Currently, I am creating a neural network using bindsnet. I’m having trouble with the error “softmax” not implemented for’Long’. I converted a 1x64 array for x and a tensor type for y for 1x6, but I get an error. Does anyone know the correct way to write it?

import torch
from bindsnet.network import Network
from bindsnet.network.nodes import Input, LIFNodes
from bindsnet.network.topology import Connection
from bindsnet.network.monitors import Monitor
import numpy as np
time = 25

network = Network()


inpt = Input(n=64,shape=[1,64], sum_input=True) 
middle = LIFNodes(n=40, trace=True, sum_input=True)
center = LIFNodes(n=40, trace=True, sum_input=True)
final = LIFNodes(n=40, trace=True, sum_input=True)
out = LIFNodes(n=6, sum_input=True) 
inpt_middle = Connection(source=inpt, target=middle, wmin=0, wmax=1e-1)
middle_center = Connection(source=middle, target=center, wmin=0, wmax=1e-1)
center_final = Connection(source=center, target=final, wmin=0, wmax=1e-1)
final_out = Connection(source=final, target=out, wmin=0, wmax=1e-1)


network.add_layer(inpt, name='A')
network.add_layer(middle, name='B')
network.add_layer(center, name='C')
network.add_layer(final,  name='D')
network.add_layer(out, name='E')

foward_connection = Connection(source=inpt, target=middle, w=0.05 + 0.1*torch.randn(inpt.n, middle.n))
network.add_connection(connection=foward_connection, source="A", target="B")
foward_connection = Connection(source=middle, target=center, w=0.05 + 0.1*torch.randn(middle.n, center.n))
network.add_connection(connection=foward_connection, source="B", target="C")
foward_connection = Connection(source=center, target=final, w=0.05 + 0.1*torch.randn(center.n, final.n))
network.add_connection(connection=foward_connection, source="C", target="D")
foward_connection = Connection(source=final, target=out, w=0.05 + 0.1*torch.randn(final.n, out.n))
network.add_connection(connection=foward_connection, source="D", target="E")
recurrent_connection = Connection(source=out, target=out, w=0.025*(torch.eye(out.n)-1),)
network.add_connection(connection=recurrent_connection, source="E", target="E")

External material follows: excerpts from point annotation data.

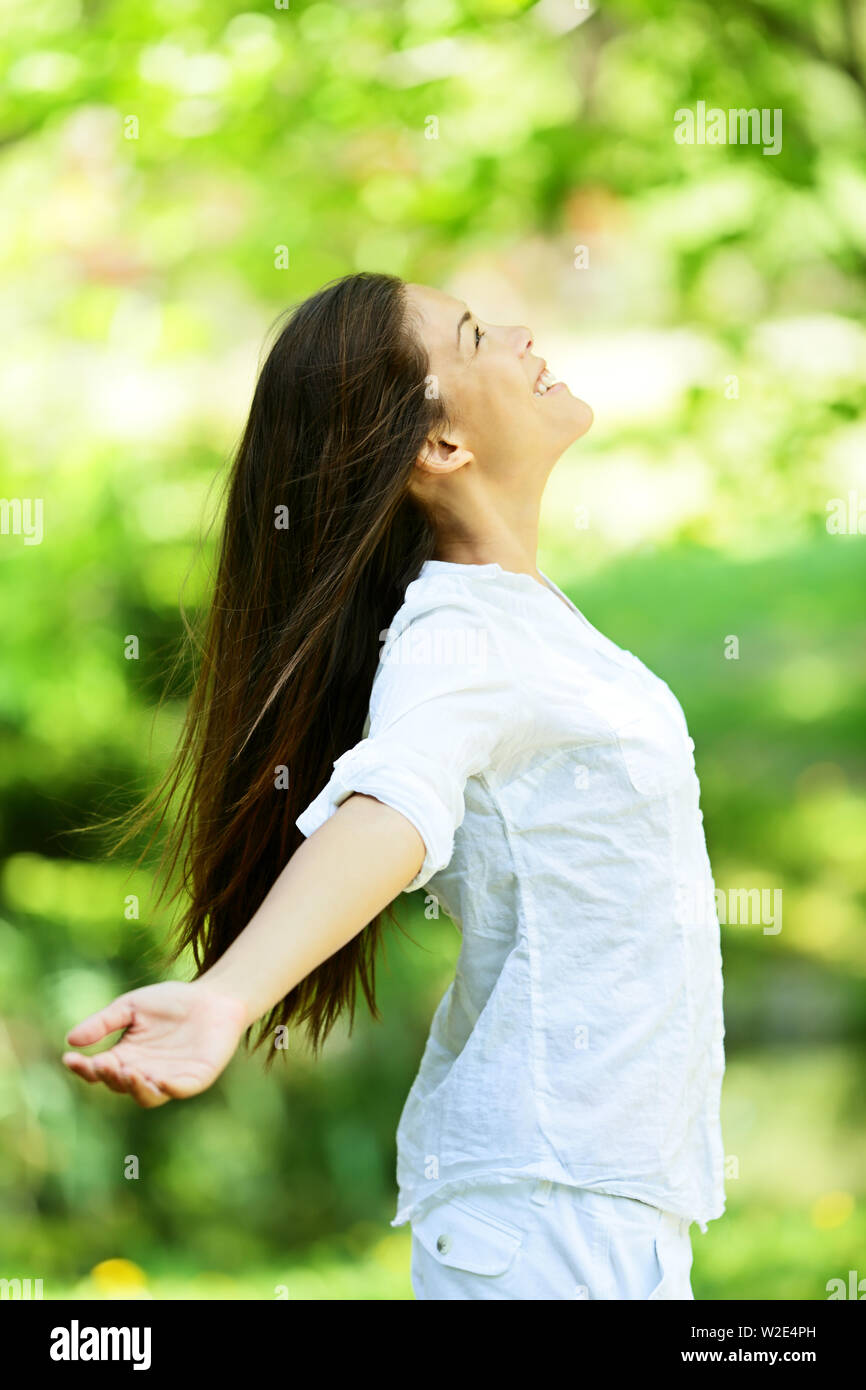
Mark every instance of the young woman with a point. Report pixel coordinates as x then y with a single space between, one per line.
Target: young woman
394 697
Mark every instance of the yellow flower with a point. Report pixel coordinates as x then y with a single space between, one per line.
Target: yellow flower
120 1275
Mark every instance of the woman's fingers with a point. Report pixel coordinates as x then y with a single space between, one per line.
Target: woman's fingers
104 1068
81 1065
117 1015
109 1070
146 1093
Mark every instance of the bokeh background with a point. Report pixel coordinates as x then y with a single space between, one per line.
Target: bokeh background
175 173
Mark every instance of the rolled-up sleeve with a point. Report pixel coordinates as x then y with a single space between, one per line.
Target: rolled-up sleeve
442 705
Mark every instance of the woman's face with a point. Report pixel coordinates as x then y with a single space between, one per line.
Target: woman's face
494 388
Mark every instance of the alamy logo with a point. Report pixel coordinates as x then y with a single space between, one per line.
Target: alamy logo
21 1289
22 516
855 1287
734 127
702 905
77 1343
441 647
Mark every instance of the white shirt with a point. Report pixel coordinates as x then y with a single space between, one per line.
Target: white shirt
551 777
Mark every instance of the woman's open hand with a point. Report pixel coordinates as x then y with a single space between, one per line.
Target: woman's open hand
178 1037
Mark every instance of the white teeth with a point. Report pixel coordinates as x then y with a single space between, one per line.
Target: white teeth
544 382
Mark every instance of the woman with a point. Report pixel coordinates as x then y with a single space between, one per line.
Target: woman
388 674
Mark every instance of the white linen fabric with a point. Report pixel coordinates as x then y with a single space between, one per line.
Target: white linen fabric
551 777
541 1240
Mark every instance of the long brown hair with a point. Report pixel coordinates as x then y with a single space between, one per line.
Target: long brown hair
319 542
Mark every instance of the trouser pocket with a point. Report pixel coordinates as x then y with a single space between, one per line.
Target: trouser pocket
470 1233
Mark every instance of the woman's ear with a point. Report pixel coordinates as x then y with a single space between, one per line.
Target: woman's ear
441 456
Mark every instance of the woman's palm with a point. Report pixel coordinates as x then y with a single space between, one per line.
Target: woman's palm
178 1037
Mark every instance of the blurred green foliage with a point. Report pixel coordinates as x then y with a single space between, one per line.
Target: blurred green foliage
157 163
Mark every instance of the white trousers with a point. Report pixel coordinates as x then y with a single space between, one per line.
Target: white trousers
534 1239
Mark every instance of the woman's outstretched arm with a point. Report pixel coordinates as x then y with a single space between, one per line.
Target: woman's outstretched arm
178 1037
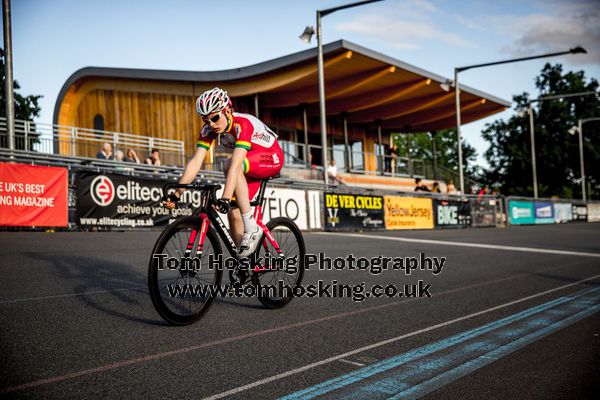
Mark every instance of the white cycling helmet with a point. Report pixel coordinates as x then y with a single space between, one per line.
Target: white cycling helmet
212 101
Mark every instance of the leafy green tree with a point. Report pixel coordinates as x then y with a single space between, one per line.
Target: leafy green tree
557 152
420 146
26 107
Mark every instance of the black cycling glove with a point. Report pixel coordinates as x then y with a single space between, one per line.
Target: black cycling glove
223 205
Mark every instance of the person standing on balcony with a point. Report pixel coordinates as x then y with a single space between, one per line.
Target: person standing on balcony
332 173
420 187
132 156
105 152
154 158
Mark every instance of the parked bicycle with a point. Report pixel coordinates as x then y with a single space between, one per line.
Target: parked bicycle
181 255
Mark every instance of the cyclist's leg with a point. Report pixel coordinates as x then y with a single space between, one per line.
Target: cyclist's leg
236 225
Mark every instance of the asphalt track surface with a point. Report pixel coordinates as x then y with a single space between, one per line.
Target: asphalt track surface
505 320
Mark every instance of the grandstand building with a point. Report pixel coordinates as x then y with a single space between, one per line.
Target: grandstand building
368 96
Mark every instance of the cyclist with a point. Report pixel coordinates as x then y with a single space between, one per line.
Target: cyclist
256 155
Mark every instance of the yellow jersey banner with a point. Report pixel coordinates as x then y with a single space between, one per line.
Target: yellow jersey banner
408 213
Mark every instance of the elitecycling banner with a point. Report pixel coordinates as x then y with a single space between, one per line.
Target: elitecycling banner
451 213
111 201
353 212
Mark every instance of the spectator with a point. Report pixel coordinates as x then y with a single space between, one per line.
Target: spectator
451 189
132 157
154 158
484 191
420 187
119 156
391 154
333 174
105 153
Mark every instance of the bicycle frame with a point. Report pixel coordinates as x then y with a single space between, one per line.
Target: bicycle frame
209 215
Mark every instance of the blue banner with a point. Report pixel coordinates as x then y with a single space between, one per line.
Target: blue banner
521 212
544 213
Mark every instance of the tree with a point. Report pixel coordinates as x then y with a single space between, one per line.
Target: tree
421 147
557 152
26 107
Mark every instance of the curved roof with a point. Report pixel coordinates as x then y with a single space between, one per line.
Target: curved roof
367 85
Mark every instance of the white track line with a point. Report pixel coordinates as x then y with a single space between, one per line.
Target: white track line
388 341
58 296
352 362
466 244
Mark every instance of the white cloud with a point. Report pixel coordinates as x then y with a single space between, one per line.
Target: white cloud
561 26
405 24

inpt_monitor = Monitor(obj=inpt, state_vars=("s","v"), time=500,)
middle_monitor = Monitor(obj=inpt, state_vars=("s","v"), time=500,)
center_monitor = Monitor(obj=inpt, state_vars=("s","v"), time=500,)
final_monitor = Monitor(obj=inpt, state_vars=("s","v"), time=500,)
out_monitor = Monitor(obj=inpt, state_vars=("s","v"), time=500,)
# Monitorをネットワークに接続
network.add_monitor(monitor=inpt_monitor, name="A")
network.add_monitor(monitor=middle_monitor, name="B")
network.add_monitor(monitor=center_monitor, name="C")
network.add_monitor(monitor=final_monitor, name="D")
network.add_monitor(monitor=out_monitor, name="E")

for l in network.layers:
    m = Monitor(network.layers[l], state_vars=['s'], time=time)
    network.add_monitor(m, name=l)


npzfile = np.load("C:/Users/name/Desktop/myo-python-1.0.4/myo-armband-nn-master/data/train_set.npz")
x = npzfile['x']  #1×64
y = npzfile['y']   #1×6
 # tensor
x = torch.from_numpy(x).clone()
y = torch.from_numpy(y).clone()

grads = {}
lr, lr_decay = 1e-2, 0.95
criterion = torch.nn.CrossEntropyLoss()
spike_ims, spike_axes, weight_im = None, None, None

for i,(x,y) in enumerate(zip(x.view(-1,64), y)):
    inputs = {'A': x.repeat(time, 1),'E_b': torch.ones(time, 1)}
    network.run(inputs=inputs, time=time)
    y = torch.tensor(y).long()
    spikes = {l: network.monitors[l].get('s') for l in network.layers} 
    summed_inputs = {l: network.layers[l].summed for l in network.layers}
    # softmax
    output = spikes['E'].sum(-1).softmax(0).view(1,-1) ☚ error
    predicted = output.argmax(1).item()
    grads['dl/df'] = summed_inputs['E'].softmax(0)
    grads['dl/df'][y] -= 1
    grads['dl/dw'] = torch.ger(summed_inputs['A'], grads['dl/df'])
    network.connections['A','E'].w -= lr*grads['dl/dw']
    if i > 0 and i % 500 == 0:
       lr = lr_decay
    network.reset_()

The softmax method cannot be applied to LongTensors, as it would round them (and thus wouldn’t really make sense), so you should transform the incoming tensor to a FloatTensor via tensor = tensor.float().

Thank you. After running your code, I was able to solve this problem.